Figure 4. U18 treatment leads to impairments of self-renewal and neuronal differentiation in WT-iNSCs through abnormal cholesterol accumulation.

(A) Representative filipin staining results indicates that U18 treatment induced cholesterol accumulation, compared to non-treated WT-iNSC, scale bar = 50 μm. U18 was treated at various concentration to determine the appropriate concentration. The intensity of filipin was analyzed and quantified. (B) U18-treated WT-iNSCs were stained with antibody against LAMP-1 and quantified using the same method as in Figure 3C, scale bar = 50 μm, zoom scale bar = 10 μm. (C) Phase-contrast images of the control- and U18-treated WT-neurospheres, scale bar = 100 μm (left). Self-renewal ability of U18-treated WT-neurosphere was characterized by the size (middle) and number (right) of neurospheres. (D) After U18 treatment, WT-iNSCs were differentiated into neurons (α-INTERNEXIN, NF, and TUJ1).
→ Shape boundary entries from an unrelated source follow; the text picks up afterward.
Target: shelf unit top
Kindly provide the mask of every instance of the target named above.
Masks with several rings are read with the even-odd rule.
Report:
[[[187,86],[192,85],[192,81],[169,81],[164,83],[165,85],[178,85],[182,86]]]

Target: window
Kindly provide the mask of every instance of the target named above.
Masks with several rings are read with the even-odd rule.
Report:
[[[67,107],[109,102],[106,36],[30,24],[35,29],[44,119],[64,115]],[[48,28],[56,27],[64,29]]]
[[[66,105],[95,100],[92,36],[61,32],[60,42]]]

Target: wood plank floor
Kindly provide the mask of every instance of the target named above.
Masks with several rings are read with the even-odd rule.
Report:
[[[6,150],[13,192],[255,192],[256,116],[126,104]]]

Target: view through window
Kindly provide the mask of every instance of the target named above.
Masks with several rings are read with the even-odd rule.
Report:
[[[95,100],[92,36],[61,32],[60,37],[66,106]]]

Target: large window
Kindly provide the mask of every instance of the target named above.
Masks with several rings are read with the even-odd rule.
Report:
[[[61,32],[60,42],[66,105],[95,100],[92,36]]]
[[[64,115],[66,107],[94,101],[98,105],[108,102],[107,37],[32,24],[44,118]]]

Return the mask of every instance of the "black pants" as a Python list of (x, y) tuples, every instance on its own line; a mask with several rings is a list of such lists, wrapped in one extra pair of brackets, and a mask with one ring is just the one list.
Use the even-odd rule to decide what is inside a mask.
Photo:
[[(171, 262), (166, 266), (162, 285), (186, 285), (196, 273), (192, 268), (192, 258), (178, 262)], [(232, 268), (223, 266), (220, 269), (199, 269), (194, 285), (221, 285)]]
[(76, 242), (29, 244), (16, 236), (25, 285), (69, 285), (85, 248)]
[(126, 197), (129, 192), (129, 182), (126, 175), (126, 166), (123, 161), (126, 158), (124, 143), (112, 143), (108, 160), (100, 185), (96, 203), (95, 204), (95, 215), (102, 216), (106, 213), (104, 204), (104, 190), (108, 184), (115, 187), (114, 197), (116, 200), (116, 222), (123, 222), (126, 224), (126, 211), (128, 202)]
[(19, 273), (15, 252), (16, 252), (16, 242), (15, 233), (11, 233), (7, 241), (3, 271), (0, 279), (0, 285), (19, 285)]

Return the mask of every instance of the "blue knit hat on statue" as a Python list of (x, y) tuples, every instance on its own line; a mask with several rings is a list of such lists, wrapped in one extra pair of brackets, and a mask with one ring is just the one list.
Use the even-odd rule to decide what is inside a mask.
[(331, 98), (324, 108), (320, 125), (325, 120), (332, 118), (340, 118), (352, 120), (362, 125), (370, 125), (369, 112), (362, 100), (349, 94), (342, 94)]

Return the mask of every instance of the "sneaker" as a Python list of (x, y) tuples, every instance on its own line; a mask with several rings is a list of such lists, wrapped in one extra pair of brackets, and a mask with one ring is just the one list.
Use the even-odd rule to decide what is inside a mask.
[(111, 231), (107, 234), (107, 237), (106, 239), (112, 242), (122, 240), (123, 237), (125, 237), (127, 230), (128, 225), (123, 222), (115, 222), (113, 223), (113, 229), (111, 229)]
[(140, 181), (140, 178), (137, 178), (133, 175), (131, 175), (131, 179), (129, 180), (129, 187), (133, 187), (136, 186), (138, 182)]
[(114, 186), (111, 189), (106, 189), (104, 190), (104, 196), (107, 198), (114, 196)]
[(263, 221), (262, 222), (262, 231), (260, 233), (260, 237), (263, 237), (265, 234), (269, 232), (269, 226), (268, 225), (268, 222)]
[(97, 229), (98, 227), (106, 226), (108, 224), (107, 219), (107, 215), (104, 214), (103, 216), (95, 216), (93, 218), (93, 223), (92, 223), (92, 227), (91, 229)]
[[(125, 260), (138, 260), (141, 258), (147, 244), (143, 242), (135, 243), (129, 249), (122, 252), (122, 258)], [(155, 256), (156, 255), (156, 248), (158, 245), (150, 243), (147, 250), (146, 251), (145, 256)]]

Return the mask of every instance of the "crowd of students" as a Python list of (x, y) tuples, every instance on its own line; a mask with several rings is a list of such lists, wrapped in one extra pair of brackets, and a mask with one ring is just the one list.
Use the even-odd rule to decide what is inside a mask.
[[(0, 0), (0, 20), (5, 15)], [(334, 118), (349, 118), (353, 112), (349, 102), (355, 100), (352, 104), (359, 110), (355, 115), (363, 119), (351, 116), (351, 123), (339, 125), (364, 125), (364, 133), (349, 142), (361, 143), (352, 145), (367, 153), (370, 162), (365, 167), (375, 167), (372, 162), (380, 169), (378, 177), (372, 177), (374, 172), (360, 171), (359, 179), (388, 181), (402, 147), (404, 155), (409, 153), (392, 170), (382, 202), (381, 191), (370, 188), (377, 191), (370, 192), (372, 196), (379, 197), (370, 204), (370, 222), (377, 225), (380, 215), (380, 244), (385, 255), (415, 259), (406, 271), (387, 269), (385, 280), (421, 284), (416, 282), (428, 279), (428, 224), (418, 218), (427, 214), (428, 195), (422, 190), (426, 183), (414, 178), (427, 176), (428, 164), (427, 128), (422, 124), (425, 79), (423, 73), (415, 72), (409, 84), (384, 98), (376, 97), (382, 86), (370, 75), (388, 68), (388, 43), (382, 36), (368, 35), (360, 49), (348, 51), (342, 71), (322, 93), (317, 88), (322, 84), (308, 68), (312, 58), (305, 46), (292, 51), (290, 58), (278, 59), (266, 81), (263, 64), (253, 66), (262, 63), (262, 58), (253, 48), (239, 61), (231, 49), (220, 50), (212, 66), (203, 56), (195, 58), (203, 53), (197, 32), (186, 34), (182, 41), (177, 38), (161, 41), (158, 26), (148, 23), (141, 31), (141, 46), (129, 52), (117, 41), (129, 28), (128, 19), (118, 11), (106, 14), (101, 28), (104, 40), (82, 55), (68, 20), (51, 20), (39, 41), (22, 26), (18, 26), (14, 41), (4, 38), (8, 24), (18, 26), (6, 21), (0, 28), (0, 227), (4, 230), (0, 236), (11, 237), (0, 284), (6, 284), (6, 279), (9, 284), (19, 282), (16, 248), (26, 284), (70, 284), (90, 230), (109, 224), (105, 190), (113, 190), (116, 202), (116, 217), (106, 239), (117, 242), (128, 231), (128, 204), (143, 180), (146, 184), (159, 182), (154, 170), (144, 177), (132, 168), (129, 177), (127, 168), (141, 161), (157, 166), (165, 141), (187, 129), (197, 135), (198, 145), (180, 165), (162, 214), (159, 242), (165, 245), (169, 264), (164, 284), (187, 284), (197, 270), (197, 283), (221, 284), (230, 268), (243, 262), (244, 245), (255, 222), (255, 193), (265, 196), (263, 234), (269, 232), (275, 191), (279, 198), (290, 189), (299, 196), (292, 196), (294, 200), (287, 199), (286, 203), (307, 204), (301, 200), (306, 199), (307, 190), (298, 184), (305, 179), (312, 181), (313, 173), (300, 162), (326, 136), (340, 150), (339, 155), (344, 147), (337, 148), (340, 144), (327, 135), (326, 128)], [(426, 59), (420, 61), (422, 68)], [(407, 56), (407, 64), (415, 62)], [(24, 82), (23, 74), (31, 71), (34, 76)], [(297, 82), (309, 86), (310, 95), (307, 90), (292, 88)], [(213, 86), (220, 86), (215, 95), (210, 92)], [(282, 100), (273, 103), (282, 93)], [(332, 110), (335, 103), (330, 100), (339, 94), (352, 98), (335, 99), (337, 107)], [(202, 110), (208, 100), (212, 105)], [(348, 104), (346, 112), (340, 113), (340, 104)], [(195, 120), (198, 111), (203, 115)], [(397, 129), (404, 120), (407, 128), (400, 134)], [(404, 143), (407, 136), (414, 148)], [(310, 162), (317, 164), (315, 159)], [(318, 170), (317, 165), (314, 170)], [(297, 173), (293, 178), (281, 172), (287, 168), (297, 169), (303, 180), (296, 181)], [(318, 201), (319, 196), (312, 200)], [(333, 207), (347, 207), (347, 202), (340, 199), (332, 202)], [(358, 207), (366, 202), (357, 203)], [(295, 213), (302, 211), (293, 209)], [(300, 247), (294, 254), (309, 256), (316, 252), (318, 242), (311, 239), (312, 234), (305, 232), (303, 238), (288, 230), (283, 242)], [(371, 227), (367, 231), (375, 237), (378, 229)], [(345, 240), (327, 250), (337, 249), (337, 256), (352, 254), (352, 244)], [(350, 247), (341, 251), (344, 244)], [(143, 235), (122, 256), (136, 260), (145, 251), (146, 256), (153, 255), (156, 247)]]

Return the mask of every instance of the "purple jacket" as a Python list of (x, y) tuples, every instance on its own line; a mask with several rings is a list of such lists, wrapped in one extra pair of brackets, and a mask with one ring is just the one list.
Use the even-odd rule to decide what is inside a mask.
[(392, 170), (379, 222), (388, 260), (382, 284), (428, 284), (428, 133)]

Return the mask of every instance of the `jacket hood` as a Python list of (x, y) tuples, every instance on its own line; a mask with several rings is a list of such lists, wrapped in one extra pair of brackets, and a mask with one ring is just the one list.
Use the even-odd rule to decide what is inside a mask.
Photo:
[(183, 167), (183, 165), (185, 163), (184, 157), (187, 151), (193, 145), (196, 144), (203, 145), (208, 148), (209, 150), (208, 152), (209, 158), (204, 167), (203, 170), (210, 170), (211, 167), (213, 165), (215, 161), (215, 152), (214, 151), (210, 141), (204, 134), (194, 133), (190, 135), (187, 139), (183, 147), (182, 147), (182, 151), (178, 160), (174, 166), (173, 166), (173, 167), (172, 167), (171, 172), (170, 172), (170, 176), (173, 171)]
Nuclei were counterstained with DAPI, scale bar = 50 μm, zoom scale bar = 10 μm. (E) U18-treated WT-iNSCs and non-treated WT-iNSCs were differentiated into GFAP-positive astrocytes. Nuclei were counterstained with DAPI, scale bar = 50 μm. Differentiation capacity into neurons (D) and astrocytes (E) was quantified using the same method as in Figure 2C. *P < 0.05, **P < 0.01, ***P < 0.005.